Podłożem osłabienia funkcji wykonawczych, pamięci roboczej i funkcji wzrokowo-przestrzenie mogą być zmiany rozwoju układu nerwowego będące konsekwencją maltretowania. Liczne obszary w mózgu są niezwykle czułe na niszczący wpływ kortyzolu, który wydziela się w stresującej sytuacji. Za przykład weźmy deficyty w zakresie pamięci i uczenia – dzięki technikom neuroobrazowania zobaczyć możemy mniejszy rozmiar, a także słabszą aktywację hipokampu w grupie osób, które w dzieciństwie były maltretowane (omawiany artykuł nie dotyczył badania z użyciem neuroobrazowania).
Wykryte zaburzenia poznawcze mają duży wpływ na adaptację, rozwój społeczny i emocjonalny, a także funkcjonowanie w szkole. Badanie to może pokazać osobom odpowiedzialnym za edukację i opiekę społeczną, że trauma znęcania się nad dziećmi wpływa na rozwój ich mózgu i zachowanie.
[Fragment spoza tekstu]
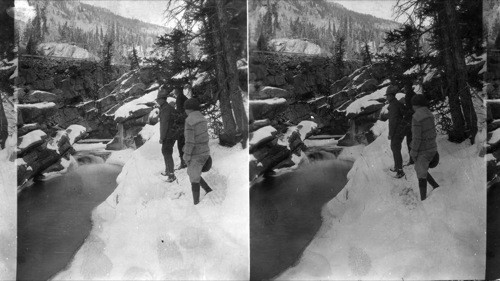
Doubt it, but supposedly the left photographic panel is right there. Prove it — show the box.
[0,0,18,280]
[15,0,249,280]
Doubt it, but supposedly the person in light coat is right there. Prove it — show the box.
[183,98,212,205]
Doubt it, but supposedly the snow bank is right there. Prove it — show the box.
[278,127,486,280]
[66,125,87,144]
[115,90,158,120]
[106,149,134,166]
[54,125,249,280]
[488,129,500,144]
[346,86,389,115]
[278,120,318,149]
[0,136,17,280]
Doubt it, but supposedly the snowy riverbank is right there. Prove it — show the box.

Może też tłumaczyć różnorakie problemy występujące w kontaktach z rówieśnikami czy radzeniem sobie w szkole. To badanie – i wiele innych – pokazuje, że niezbędna jest szybka reakcja na sygnały o możliwej przemocy wobec dziecka.
Źródło: Vasilevski, W., Tucker, A. 2016. Wide-Ranging Cognitive Deficits in Adolescents Following Early Life Maltreatment. Neuropsychology, Vol. 30, No. 2, 239–246.